Here’s what you should know about the real women who inspired the film and their battalion’s greatest achievements.

What it was like to be in 6888

6888th Central Postal Directory Battalion, 1945
The first arrivals at the 6888th Central Postal Directory Battalion in Birmingham, England, February 15, 1945. Archive photos – Getty Images

The women of 6888 had to overcome a lot of discrimination despite having numerous top performers. Adams, a native of Columbia, S.C., graduated from high school as valedictorian and was a member of the inaugural officer class of the Women’s Army Auxiliary Corps (WAAC).

White and black women trained together but could not sit next to each other on buses or share living quarters. The film shows black female soldiers donning gas masks in tear gas-filled rooms and climbing rope ladders as part of their training, yet are still asked to give up their seats in the theater. Such humiliations were commonplace, according to an article about the 6888 by military historian Kevin M. Hymel, which inspired the film.

When Adams was deployed, she didn’t know she would be tasked with organizing mail until a sealed envelope fell into her lap mid-flight. In the film, Bethune tells President Roosevelt that the troops trained by Adams are up to the task.

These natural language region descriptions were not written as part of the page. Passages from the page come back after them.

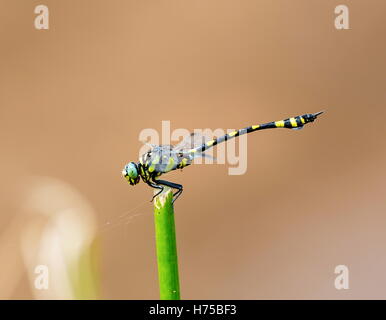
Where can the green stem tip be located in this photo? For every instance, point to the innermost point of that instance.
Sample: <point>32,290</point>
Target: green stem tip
<point>165,236</point>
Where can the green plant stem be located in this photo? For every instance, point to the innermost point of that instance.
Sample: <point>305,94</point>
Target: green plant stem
<point>165,236</point>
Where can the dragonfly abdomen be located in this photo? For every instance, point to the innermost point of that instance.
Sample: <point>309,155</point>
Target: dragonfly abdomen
<point>290,123</point>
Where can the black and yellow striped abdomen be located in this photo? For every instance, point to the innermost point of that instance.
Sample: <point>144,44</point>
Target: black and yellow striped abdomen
<point>289,123</point>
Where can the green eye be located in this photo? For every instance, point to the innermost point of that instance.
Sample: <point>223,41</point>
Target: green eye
<point>131,170</point>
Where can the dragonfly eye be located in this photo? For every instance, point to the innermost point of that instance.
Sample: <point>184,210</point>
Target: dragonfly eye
<point>130,172</point>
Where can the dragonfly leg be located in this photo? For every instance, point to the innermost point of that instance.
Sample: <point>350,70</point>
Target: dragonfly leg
<point>171,185</point>
<point>155,186</point>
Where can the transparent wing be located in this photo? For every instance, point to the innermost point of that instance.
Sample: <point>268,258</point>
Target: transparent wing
<point>192,141</point>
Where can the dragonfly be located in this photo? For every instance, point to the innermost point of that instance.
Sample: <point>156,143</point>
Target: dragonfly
<point>161,159</point>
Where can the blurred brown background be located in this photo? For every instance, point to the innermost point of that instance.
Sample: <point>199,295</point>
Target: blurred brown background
<point>74,98</point>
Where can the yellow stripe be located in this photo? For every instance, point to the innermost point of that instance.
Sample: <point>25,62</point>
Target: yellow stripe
<point>156,160</point>
<point>170,164</point>
<point>210,143</point>
<point>184,162</point>
<point>153,163</point>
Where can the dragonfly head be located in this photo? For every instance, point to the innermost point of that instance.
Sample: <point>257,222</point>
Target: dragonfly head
<point>131,173</point>
<point>310,117</point>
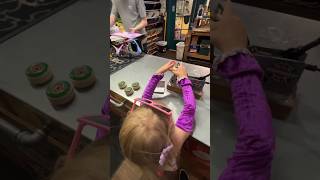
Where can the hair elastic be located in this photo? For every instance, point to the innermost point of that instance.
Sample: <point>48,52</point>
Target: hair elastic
<point>164,154</point>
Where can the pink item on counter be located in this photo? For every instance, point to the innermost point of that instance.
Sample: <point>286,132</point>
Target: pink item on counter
<point>128,35</point>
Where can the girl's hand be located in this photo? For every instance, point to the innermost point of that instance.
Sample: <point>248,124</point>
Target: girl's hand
<point>180,71</point>
<point>229,33</point>
<point>166,67</point>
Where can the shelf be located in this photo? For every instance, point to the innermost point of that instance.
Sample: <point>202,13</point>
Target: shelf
<point>199,56</point>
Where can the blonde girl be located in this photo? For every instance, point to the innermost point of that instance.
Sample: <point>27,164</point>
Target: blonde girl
<point>149,139</point>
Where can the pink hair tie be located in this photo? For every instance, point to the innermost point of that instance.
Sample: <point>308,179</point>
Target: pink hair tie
<point>164,154</point>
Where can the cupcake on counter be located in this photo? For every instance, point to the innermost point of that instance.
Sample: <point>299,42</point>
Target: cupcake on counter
<point>122,84</point>
<point>129,91</point>
<point>39,74</point>
<point>82,77</point>
<point>60,93</point>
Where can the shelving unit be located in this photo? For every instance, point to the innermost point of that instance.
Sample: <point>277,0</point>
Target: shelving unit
<point>155,27</point>
<point>193,39</point>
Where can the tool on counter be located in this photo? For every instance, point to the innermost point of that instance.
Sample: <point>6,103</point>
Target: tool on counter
<point>197,86</point>
<point>295,53</point>
<point>283,68</point>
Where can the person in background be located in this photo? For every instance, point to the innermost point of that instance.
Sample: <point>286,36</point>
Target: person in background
<point>253,154</point>
<point>133,17</point>
<point>132,14</point>
<point>150,140</point>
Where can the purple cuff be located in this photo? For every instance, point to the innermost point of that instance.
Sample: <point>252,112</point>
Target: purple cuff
<point>186,118</point>
<point>151,86</point>
<point>252,157</point>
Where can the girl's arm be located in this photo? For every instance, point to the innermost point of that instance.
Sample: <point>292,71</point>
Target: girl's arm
<point>252,157</point>
<point>185,121</point>
<point>151,86</point>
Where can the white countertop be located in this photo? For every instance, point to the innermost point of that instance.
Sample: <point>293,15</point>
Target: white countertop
<point>74,36</point>
<point>142,70</point>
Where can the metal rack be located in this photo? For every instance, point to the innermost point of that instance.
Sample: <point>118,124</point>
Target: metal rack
<point>155,27</point>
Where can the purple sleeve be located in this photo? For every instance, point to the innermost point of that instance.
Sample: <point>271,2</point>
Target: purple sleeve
<point>105,109</point>
<point>252,157</point>
<point>151,86</point>
<point>186,117</point>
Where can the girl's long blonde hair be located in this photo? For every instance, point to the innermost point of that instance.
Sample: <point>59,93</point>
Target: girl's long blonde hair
<point>143,136</point>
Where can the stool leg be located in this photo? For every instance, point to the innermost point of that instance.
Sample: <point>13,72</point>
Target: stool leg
<point>75,141</point>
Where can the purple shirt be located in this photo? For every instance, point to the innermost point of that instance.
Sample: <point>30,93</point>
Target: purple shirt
<point>252,157</point>
<point>186,118</point>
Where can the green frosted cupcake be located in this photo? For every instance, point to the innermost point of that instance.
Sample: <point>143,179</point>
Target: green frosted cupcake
<point>122,85</point>
<point>60,93</point>
<point>82,77</point>
<point>39,74</point>
<point>129,91</point>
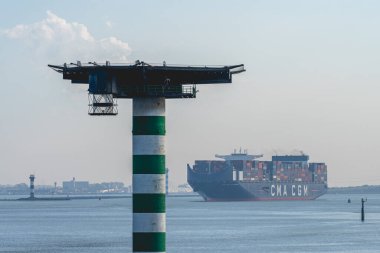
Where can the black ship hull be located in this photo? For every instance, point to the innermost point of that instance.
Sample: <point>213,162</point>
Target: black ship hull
<point>213,188</point>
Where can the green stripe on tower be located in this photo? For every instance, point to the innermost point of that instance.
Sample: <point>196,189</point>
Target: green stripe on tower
<point>149,242</point>
<point>148,125</point>
<point>148,164</point>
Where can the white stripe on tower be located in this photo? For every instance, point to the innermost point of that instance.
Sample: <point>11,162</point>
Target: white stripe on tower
<point>149,219</point>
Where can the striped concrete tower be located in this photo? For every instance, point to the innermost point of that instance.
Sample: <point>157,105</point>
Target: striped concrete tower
<point>31,179</point>
<point>149,218</point>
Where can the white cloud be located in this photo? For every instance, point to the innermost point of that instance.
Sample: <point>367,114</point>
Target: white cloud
<point>59,39</point>
<point>109,24</point>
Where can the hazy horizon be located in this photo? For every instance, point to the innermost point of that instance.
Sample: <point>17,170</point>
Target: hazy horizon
<point>312,85</point>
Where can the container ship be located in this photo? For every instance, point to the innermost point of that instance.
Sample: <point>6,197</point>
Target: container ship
<point>242,177</point>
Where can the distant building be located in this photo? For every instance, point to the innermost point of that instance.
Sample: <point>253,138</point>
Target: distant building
<point>75,186</point>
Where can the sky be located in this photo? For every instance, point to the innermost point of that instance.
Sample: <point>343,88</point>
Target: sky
<point>311,85</point>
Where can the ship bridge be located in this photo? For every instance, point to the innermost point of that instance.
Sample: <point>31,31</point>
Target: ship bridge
<point>241,156</point>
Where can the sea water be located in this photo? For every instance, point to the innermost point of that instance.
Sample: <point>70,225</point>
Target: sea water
<point>328,224</point>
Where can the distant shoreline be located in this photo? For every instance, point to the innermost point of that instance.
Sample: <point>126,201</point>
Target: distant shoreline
<point>364,189</point>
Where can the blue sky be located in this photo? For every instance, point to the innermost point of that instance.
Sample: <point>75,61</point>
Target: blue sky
<point>312,84</point>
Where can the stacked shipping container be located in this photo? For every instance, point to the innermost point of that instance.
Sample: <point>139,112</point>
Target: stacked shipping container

The women of the 6888th Battalion immediately went to work in a dark warehouse in Birmingham, England, that was once a school. The film shows the 6,888 women rushing to turn it into an office. Apparently, in real life, the warehouse was overrun by rats climbing over mail bags, according to Maj. Gen. Mari K. Eder The Girls Who Stepped Out of Line: Untold Stories of the Women Who Changed the Course of World War II.

“I know what this looks like, ladies,” Adams said, according to Eder’s book, “and I know what you’re probably thinking.” But we have a job to do, and we will get it done. Now let’s get organized.”

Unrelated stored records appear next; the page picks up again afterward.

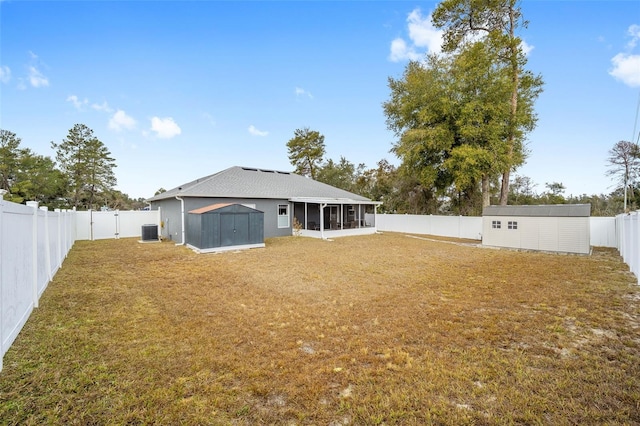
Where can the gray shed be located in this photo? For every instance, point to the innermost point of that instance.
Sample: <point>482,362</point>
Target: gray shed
<point>220,227</point>
<point>561,228</point>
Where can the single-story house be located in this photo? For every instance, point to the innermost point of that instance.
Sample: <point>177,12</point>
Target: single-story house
<point>291,204</point>
<point>561,228</point>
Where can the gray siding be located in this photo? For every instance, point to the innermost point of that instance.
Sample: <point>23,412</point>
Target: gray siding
<point>232,225</point>
<point>171,217</point>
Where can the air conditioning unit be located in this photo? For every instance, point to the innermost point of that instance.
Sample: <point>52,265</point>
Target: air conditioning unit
<point>150,232</point>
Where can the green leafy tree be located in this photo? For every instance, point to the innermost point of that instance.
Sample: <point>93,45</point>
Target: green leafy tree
<point>624,166</point>
<point>28,176</point>
<point>10,153</point>
<point>521,190</point>
<point>421,113</point>
<point>342,174</point>
<point>449,115</point>
<point>496,23</point>
<point>87,163</point>
<point>39,180</point>
<point>306,151</point>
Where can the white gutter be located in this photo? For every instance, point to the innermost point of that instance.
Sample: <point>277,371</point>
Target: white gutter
<point>182,214</point>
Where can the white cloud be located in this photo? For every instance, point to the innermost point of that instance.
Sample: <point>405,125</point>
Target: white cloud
<point>77,102</point>
<point>165,128</point>
<point>102,107</point>
<point>301,92</point>
<point>256,132</point>
<point>423,33</point>
<point>626,65</point>
<point>5,74</point>
<point>634,33</point>
<point>121,121</point>
<point>36,79</point>
<point>626,68</point>
<point>424,38</point>
<point>401,52</point>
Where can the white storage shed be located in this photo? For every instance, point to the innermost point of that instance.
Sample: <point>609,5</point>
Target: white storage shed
<point>560,228</point>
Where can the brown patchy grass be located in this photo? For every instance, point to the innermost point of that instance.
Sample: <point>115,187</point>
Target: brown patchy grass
<point>382,329</point>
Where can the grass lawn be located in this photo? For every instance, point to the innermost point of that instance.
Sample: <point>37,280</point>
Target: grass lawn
<point>381,329</point>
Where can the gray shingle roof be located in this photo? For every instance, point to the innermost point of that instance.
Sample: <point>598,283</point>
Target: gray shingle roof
<point>247,182</point>
<point>550,210</point>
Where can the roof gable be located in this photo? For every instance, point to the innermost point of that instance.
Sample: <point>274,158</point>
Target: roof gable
<point>225,207</point>
<point>548,210</point>
<point>247,182</point>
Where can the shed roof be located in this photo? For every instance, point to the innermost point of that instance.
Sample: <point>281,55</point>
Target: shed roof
<point>236,208</point>
<point>247,182</point>
<point>212,207</point>
<point>548,210</point>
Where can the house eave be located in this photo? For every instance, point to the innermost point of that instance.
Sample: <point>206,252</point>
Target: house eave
<point>319,200</point>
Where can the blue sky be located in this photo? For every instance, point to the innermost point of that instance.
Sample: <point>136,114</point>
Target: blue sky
<point>180,90</point>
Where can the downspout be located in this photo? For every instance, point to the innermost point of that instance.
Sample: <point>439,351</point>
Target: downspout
<point>182,215</point>
<point>322,206</point>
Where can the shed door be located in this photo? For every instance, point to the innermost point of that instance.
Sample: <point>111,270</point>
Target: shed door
<point>234,229</point>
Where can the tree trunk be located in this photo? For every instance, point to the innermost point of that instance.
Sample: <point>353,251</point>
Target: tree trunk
<point>486,196</point>
<point>515,79</point>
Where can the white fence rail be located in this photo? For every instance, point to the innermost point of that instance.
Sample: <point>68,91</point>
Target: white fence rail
<point>98,225</point>
<point>628,236</point>
<point>33,244</point>
<point>603,230</point>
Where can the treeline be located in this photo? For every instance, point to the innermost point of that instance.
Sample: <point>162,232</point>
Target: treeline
<point>403,192</point>
<point>80,177</point>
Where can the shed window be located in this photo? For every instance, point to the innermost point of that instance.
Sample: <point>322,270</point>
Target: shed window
<point>283,215</point>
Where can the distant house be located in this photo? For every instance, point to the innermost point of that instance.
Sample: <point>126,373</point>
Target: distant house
<point>561,228</point>
<point>290,202</point>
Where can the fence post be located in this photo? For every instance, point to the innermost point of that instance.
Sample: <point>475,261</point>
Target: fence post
<point>34,258</point>
<point>47,249</point>
<point>1,285</point>
<point>60,237</point>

They had to deal with letters addressed to soldiers’ nicknames, not real names, such as “Junior, US Army” or “Buster, US Army.” Care packages often fell apart in transit and the battalion was responsible for packing the contents back inside.

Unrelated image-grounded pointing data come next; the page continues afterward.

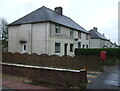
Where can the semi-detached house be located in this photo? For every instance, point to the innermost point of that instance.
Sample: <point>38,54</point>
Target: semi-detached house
<point>47,31</point>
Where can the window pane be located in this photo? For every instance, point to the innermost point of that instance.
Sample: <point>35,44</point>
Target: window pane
<point>79,35</point>
<point>71,47</point>
<point>57,29</point>
<point>57,47</point>
<point>71,33</point>
<point>79,44</point>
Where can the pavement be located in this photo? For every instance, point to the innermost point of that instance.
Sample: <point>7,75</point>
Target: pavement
<point>107,80</point>
<point>13,86</point>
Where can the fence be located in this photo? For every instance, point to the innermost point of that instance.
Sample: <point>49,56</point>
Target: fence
<point>77,62</point>
<point>52,77</point>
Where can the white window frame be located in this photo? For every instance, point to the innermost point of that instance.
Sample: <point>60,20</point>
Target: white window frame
<point>24,47</point>
<point>71,33</point>
<point>57,29</point>
<point>72,45</point>
<point>79,34</point>
<point>57,50</point>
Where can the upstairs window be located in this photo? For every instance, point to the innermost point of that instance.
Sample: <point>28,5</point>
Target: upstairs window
<point>79,34</point>
<point>57,29</point>
<point>57,47</point>
<point>79,44</point>
<point>71,33</point>
<point>87,36</point>
<point>71,47</point>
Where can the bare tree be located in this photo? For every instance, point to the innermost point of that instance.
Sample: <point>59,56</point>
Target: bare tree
<point>4,32</point>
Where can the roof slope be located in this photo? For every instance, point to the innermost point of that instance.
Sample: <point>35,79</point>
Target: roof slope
<point>96,35</point>
<point>44,14</point>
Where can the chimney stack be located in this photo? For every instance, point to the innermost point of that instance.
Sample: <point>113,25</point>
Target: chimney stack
<point>95,29</point>
<point>58,10</point>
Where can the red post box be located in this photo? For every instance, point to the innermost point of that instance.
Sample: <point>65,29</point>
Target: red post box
<point>103,55</point>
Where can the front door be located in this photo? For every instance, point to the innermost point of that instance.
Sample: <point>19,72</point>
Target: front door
<point>65,49</point>
<point>24,47</point>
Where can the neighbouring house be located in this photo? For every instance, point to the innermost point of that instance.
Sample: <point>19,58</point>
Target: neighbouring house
<point>47,31</point>
<point>97,40</point>
<point>0,41</point>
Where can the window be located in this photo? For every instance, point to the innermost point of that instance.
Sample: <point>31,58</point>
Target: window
<point>24,48</point>
<point>83,46</point>
<point>79,44</point>
<point>79,34</point>
<point>71,47</point>
<point>86,46</point>
<point>57,29</point>
<point>57,47</point>
<point>71,33</point>
<point>87,36</point>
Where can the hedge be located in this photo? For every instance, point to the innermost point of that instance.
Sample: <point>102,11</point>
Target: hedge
<point>111,52</point>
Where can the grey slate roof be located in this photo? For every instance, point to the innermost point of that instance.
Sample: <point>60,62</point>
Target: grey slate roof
<point>44,14</point>
<point>96,35</point>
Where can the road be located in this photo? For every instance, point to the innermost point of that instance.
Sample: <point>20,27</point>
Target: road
<point>107,80</point>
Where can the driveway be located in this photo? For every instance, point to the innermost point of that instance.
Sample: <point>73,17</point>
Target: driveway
<point>107,80</point>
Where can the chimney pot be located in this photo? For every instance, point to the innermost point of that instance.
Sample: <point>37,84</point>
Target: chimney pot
<point>58,10</point>
<point>95,29</point>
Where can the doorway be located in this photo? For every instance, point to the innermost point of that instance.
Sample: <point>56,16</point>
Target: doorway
<point>65,49</point>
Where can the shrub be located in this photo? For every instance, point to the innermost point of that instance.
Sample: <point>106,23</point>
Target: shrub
<point>111,52</point>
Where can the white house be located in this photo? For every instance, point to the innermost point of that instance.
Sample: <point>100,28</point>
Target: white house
<point>97,40</point>
<point>46,31</point>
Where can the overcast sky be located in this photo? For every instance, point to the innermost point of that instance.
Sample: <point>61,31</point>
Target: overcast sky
<point>102,14</point>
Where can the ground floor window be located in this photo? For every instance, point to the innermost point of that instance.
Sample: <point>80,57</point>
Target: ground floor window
<point>57,47</point>
<point>79,44</point>
<point>71,47</point>
<point>24,47</point>
<point>86,46</point>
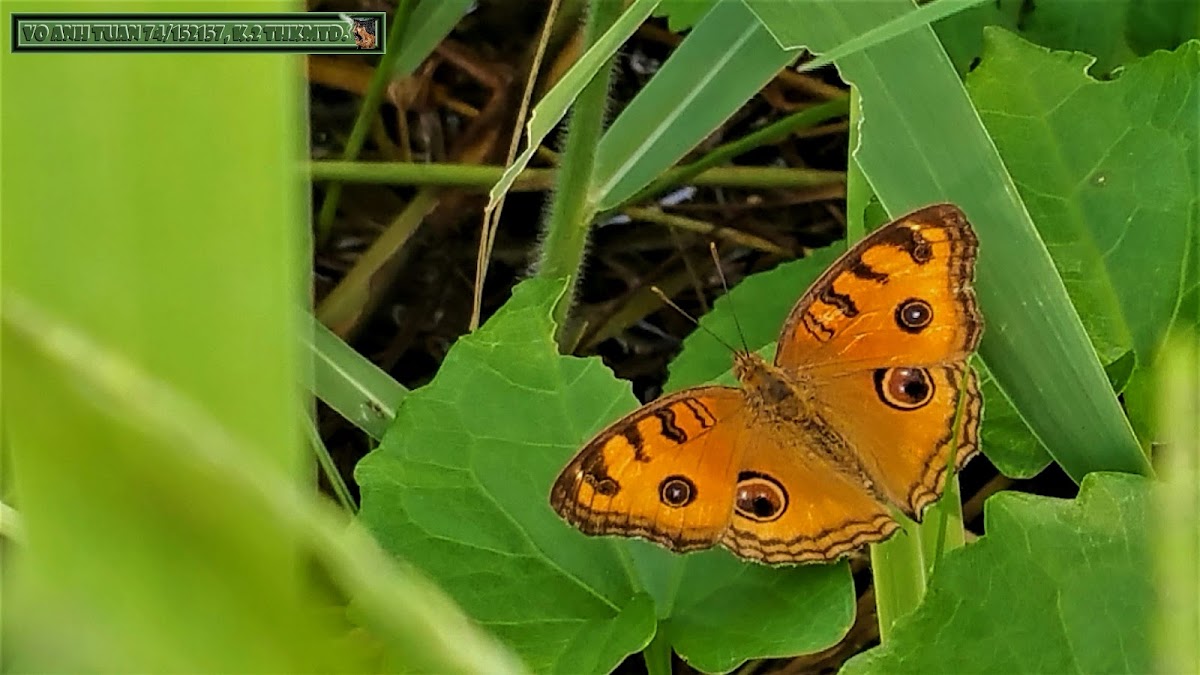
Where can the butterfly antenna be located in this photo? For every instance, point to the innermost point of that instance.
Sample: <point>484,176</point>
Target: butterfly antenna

“They are clearing the backlog faster than any civilian or military member who has been there before,” Lena S. Andrews, author of Brave Women: The Extraordinary American Soldiers Who Helped Victory in World War IIsaid TIME in 2023.

“By ensuring that all mail was delivered, she really helped maintain the morale of troops in the European theater,” said Matthew F. Delmont, author of Half American: The Epic Story of African Americans Who Fought at Home and Abroad in World War IIsaid TIME in 2022.

Eder says some of the 6,888 members have found that they have more freedom in England than in the US, where everything is segregated. They made friends with locals and some even dated English men.

After the war

After organizing 17 million pieces of mail, 6888 was sent to France, where it had six months to clear a two-year mail backlog. The 6888 did it in three months. Adams was promoted to lieutenant colonel, making her the highest-ranking black woman in the U.S. Army.

After the war, 6888 did some work in Paris organizing civilian mail, and then the unit was decommissioned in 1946. King remained abroad for a time, enrolling in a design school in Leicester, England, and later living in Las Vegas, Nevada for many years.

In 2022, the battalion was awarded the Congressional Gold Medal, the highest civilian honor bestowed by the United States Congress. On one side of the medal is a portrait of Adams, and on the other is a large stack of letters and packages labeled “Clearing the Backlog.” In 2023, a U.S. Army base named after Confederate General Robert E. Lee was renamed Fort Gregg-Adams in honor of the 6888s Adams and Arthur Gregg, another pioneering African American in the Army.

The Six Triple Eight Director Tyler Perry was allowed to show King the film shortly before her death. She watched it from a hospital bed. In a video he posted on Instagram, King says, “Thank you for reminding the world of the contribution of the black woman.” King died on January 18, 2024 at the age of 100.

Two decades before the Civil Rights Act of 1964, the 6888th Battalion showed what black women were capable of. “We had a large group of adult Negro women who had been victims of racial prejudice in one way or another,” Adams wrote in her memoirs. “This was an opportunity for us to stand together for a common cause.”